Forty healthy 1-month-old male sika deers were randomly divided into 5 groups (8 deer per group). The air-dried transgenic and untransformed ginseng hairy roots were soaked in physiological saline solution for 24 h. Then, the aqueous extracts were filtered through 0.22 μm microporous membranes for sterilization. Group 1 was immunized subcutaneously (s.c.) with 1 mL aqueous extract from transgenic ginseng hairy roots (equivalent to 0.1 g transgenic ginseng hairy roots). Group 2 was immunized s.c. with 1 mL aqueous extract from untransfromed ginseng hairy roots with the same dose as group 1. Group 3 was immunized s.c. with 100 TCID50 (median tissue culture infective dose) of inactivated BVDV vaccine (purchased from Chinese Veterinary Drug Control Room), while group 4 was immunized s.c. with 100 TCID50 of inactivated BVDV vaccine and 1 mL aqueous extract from untransformed ginseng hairy roots (equivalent to 0.1 g transgenic ginseng hairy roots). Group 5 was injected s.c. with 1 mL saline as a negative control. The second immunization was carried out in all groups on the 14th day after the initial immunization. Blood samples were collected at the time of immunization (day 0) and on the 7th, 14th, 21st, 28th, 35th, and 42nd day after the first immunization.

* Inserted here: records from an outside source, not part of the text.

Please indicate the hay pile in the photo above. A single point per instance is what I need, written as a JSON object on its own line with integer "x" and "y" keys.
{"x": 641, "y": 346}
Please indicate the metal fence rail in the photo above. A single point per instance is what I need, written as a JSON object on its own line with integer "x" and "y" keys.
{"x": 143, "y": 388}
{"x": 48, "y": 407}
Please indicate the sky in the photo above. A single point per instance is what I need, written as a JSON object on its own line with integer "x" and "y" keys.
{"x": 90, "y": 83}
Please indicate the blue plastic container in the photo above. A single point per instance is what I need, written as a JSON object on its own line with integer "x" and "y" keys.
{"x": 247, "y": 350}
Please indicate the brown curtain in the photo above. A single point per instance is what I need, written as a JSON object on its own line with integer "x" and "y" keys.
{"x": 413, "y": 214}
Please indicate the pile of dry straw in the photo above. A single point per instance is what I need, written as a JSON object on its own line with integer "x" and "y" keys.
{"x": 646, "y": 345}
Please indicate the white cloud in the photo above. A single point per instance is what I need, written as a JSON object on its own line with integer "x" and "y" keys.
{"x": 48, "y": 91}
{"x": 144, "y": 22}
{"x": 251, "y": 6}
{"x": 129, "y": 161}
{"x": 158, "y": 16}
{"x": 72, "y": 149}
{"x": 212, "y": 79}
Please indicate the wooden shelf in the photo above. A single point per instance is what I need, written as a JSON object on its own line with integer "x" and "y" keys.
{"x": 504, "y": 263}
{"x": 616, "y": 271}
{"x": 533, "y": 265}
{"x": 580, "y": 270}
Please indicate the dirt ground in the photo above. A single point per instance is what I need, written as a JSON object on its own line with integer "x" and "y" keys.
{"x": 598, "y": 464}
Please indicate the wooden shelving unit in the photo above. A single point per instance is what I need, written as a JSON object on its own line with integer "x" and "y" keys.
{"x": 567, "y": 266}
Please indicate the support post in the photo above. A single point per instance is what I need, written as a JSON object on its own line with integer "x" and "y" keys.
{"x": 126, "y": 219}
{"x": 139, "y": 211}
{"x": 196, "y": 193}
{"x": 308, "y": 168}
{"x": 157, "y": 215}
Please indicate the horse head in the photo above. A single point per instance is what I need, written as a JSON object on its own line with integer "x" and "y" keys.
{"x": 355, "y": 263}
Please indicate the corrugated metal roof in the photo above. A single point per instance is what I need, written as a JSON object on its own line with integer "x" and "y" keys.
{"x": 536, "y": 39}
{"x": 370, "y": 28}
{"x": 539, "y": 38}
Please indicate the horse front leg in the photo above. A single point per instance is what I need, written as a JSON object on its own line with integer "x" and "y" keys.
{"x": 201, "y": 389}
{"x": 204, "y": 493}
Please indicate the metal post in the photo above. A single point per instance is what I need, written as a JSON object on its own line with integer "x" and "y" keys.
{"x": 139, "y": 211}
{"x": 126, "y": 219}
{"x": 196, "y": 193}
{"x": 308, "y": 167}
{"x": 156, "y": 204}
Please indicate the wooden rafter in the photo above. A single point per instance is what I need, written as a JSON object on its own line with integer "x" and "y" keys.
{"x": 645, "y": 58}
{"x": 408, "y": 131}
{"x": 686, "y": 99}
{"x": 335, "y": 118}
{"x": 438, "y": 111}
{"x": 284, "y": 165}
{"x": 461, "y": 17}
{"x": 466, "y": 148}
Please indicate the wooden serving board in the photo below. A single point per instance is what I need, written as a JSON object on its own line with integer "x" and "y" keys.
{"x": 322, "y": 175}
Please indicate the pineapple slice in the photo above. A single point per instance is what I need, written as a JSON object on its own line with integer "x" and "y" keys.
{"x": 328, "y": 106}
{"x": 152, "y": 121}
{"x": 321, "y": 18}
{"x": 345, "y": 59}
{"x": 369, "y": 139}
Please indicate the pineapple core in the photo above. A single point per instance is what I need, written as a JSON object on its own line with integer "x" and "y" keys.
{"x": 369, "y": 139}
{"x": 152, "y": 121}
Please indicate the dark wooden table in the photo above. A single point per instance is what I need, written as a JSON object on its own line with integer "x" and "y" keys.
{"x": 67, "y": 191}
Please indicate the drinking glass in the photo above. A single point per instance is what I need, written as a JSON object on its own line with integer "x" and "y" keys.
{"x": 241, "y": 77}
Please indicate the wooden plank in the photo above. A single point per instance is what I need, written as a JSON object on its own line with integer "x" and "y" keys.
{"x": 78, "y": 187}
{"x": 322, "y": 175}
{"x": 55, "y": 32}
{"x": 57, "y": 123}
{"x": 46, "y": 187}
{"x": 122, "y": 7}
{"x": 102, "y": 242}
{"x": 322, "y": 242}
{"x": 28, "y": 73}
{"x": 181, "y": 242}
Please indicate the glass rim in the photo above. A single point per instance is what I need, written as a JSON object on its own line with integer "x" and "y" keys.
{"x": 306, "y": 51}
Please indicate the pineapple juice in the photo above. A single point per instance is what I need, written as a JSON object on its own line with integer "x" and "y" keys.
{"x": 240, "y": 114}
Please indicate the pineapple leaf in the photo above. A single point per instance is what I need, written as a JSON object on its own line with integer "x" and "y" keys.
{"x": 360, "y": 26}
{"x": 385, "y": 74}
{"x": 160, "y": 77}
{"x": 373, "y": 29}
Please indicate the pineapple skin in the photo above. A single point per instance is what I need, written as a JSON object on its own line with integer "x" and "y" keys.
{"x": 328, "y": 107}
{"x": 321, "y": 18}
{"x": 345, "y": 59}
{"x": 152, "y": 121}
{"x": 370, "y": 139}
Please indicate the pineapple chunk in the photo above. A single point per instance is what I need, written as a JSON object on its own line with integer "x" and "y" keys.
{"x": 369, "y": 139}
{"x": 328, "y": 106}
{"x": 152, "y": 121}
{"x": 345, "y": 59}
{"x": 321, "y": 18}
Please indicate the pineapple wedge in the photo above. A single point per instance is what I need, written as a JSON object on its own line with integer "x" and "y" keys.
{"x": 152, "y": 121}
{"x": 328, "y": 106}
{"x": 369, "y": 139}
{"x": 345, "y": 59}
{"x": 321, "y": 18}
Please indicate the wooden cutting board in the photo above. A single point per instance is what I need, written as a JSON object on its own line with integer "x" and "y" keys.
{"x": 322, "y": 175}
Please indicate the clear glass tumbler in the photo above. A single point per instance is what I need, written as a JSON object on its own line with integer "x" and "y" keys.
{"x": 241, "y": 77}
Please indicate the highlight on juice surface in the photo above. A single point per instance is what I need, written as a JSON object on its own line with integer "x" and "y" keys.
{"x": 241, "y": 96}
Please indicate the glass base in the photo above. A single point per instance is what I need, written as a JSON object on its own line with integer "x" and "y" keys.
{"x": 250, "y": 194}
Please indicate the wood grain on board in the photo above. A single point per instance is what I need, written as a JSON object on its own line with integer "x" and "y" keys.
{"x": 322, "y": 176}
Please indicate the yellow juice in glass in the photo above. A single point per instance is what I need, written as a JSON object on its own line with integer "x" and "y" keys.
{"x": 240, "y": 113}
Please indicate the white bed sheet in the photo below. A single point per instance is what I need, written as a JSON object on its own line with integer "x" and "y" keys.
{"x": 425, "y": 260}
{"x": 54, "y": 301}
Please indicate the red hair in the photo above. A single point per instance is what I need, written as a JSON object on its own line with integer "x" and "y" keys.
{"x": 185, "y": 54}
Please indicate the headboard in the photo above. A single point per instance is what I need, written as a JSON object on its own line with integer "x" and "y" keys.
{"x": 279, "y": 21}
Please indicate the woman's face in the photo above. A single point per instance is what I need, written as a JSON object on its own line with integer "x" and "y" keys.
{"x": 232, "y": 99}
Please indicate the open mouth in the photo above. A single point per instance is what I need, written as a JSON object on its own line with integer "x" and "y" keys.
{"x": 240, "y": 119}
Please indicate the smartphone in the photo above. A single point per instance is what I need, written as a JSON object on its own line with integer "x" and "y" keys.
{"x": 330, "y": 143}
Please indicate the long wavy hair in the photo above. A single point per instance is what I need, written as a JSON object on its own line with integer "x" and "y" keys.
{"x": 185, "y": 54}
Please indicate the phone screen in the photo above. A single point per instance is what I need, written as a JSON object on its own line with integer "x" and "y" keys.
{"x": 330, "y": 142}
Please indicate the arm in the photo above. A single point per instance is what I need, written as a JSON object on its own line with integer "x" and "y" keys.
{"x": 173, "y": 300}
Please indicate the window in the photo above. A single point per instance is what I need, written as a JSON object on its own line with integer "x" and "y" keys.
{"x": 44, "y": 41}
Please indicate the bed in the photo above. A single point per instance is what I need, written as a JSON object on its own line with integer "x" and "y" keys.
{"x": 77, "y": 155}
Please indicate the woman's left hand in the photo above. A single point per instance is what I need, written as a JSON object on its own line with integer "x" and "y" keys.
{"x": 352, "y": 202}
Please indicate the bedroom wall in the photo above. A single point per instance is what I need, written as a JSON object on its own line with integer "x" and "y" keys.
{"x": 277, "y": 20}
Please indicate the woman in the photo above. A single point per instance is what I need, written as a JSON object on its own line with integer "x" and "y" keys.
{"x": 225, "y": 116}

Determination of specific antibodies in immunized deer

Indirect ELISA was carried out to test the presence of the specific antibody in the sera from immunized deer. The blood taken from the sera from deer was diluted (1:40) in coating buffer (pH 8.0) and added to microtiter plates (100 μL well−1). The microtiter plates were incubated for 2 h at 37°C. After removing the liquid, the plates were washed 3 times with PBST, and blocked with 10% horse serum for 2 h at 37°C. Then, 100 μL of soluble whole virus antigen (containing 100 μg viral proteins) extracted from the C24V BVDV (purchased from the China Institute of Veterinary Drug Control) was added to the plates and incubated for 2 h at 37°C. After this, plates were washed and blocked as mentioned above. The absorbance was examined using an ELISA reader at 490 nm.

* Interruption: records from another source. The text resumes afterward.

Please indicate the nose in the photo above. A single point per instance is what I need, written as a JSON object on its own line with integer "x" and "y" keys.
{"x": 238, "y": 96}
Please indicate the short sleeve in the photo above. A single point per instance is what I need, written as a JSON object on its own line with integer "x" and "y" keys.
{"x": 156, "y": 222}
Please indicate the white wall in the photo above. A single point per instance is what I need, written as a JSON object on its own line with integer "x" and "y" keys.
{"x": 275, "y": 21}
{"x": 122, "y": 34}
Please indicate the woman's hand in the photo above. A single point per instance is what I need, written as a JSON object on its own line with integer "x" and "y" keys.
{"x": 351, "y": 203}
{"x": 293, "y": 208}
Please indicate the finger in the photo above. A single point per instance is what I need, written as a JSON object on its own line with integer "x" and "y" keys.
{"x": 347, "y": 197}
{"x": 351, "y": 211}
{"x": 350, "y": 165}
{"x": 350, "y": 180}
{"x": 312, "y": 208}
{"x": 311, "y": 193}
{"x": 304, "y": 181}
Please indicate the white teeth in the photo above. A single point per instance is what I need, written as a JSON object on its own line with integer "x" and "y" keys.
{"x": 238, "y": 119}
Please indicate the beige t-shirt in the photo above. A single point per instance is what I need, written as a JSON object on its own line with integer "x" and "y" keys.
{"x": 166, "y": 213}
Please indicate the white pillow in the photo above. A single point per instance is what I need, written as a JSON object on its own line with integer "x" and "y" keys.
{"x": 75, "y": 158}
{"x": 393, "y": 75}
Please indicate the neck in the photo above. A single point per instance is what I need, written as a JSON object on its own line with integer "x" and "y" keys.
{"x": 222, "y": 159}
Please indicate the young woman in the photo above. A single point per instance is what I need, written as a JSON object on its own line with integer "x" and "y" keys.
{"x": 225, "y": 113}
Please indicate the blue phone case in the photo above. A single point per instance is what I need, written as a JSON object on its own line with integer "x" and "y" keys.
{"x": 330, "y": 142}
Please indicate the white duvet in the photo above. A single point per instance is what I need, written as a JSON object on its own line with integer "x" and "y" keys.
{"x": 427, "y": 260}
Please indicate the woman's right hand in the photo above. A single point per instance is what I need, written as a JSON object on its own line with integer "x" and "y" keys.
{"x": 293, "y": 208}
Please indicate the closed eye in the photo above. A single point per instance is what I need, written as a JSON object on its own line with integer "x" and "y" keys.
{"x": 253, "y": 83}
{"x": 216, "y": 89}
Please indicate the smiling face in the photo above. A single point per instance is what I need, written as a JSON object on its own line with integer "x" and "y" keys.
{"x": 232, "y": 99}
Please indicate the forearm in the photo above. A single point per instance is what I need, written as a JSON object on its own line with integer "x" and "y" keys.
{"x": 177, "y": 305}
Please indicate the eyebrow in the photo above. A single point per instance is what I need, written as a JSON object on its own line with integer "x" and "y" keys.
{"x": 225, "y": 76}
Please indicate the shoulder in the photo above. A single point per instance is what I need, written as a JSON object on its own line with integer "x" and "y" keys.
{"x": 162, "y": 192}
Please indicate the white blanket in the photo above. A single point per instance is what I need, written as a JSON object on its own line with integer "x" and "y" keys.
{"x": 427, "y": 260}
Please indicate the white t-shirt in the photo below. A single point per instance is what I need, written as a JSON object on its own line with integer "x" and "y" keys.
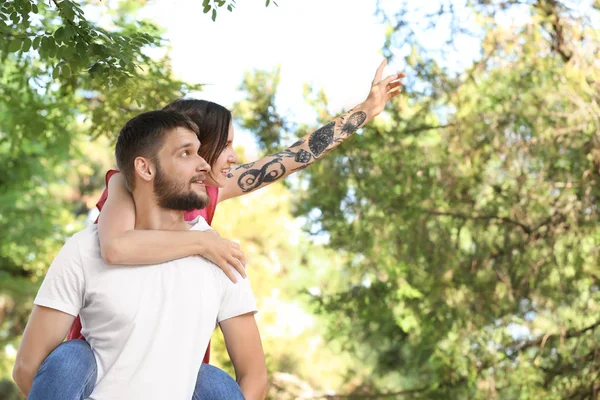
{"x": 148, "y": 326}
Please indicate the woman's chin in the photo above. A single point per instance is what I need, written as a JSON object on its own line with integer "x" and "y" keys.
{"x": 218, "y": 181}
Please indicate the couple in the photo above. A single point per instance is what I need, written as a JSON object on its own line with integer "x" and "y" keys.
{"x": 147, "y": 328}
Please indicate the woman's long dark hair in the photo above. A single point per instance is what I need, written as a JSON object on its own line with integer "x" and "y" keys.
{"x": 213, "y": 122}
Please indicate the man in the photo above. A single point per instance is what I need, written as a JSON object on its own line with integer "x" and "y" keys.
{"x": 129, "y": 315}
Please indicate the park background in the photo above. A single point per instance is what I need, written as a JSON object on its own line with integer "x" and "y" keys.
{"x": 448, "y": 250}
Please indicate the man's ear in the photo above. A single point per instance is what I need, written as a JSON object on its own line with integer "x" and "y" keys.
{"x": 144, "y": 168}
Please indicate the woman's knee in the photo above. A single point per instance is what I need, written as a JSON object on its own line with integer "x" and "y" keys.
{"x": 73, "y": 358}
{"x": 214, "y": 383}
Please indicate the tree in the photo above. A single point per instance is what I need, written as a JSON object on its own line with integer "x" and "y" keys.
{"x": 470, "y": 214}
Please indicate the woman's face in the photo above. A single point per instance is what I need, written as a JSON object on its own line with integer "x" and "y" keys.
{"x": 219, "y": 170}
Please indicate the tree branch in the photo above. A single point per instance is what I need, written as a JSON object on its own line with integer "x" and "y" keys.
{"x": 569, "y": 335}
{"x": 524, "y": 227}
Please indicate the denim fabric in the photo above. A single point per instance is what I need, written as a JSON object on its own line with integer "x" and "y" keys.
{"x": 69, "y": 373}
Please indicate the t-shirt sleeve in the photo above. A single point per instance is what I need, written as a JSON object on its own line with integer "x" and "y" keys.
{"x": 63, "y": 286}
{"x": 237, "y": 298}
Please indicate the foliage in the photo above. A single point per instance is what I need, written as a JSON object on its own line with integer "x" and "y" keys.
{"x": 470, "y": 213}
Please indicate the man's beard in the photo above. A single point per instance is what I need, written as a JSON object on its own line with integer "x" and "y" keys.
{"x": 176, "y": 195}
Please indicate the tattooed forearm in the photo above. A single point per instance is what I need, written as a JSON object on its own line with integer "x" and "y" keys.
{"x": 298, "y": 143}
{"x": 231, "y": 174}
{"x": 299, "y": 155}
{"x": 300, "y": 168}
{"x": 253, "y": 178}
{"x": 354, "y": 121}
{"x": 321, "y": 139}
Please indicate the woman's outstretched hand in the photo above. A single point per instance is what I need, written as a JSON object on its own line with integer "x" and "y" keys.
{"x": 383, "y": 90}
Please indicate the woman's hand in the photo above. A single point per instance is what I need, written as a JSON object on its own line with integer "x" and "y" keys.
{"x": 224, "y": 253}
{"x": 382, "y": 90}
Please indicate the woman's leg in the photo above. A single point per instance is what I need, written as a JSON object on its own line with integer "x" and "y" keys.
{"x": 68, "y": 373}
{"x": 215, "y": 384}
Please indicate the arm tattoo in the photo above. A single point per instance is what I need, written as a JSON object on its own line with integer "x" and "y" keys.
{"x": 353, "y": 122}
{"x": 321, "y": 139}
{"x": 253, "y": 178}
{"x": 243, "y": 166}
{"x": 298, "y": 143}
{"x": 300, "y": 168}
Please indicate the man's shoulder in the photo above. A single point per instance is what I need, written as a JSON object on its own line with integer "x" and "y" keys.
{"x": 87, "y": 237}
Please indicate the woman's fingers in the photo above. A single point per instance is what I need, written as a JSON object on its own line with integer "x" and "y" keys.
{"x": 239, "y": 267}
{"x": 227, "y": 269}
{"x": 379, "y": 72}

Lymphocyte blastogenesis assay

Peripheral blood mononuclear cells were isolated from anti-coagulated jugular blood and the cell viability was assessed with a trypan blue dye exclusion assay. A survival rate >95% was considered for quantification. Cell suspensions were placed into 96-well round-bottom plates at a concentration of 5 × 106 cells well−1 (100 μL). Then, the plates were incubated with or without BVDV (104 TCID50 well−1). The MTT method was carried out to detect cell viability [41]. The absorbance was examined at 570 nm.

Statistical analysis

Multiple group comparisons were performed using one way analysis of variance (ANOVA) followed by Tukey’s test in order to detect intergroup differences. GraphPad Prism software (Version 5.0; GraphPad Software, Inc., San Diego, CA) was used to perform the statistical analysis. A P-value of <0.05 was considered statistically significant.

Conclusions

In summary, glycoprotein Erns of BVDV can be effectively expressed in transgenic ginseng hairy roots and used as an antigen source for a possible vaccine against BVDV infection. Whether viral envelope proteins can improve the biosynthesis and accumulation of other kinds of secondary metabolites would be the subject of future research, and studies to investigate these and other aspects are currently underway in our laboratory.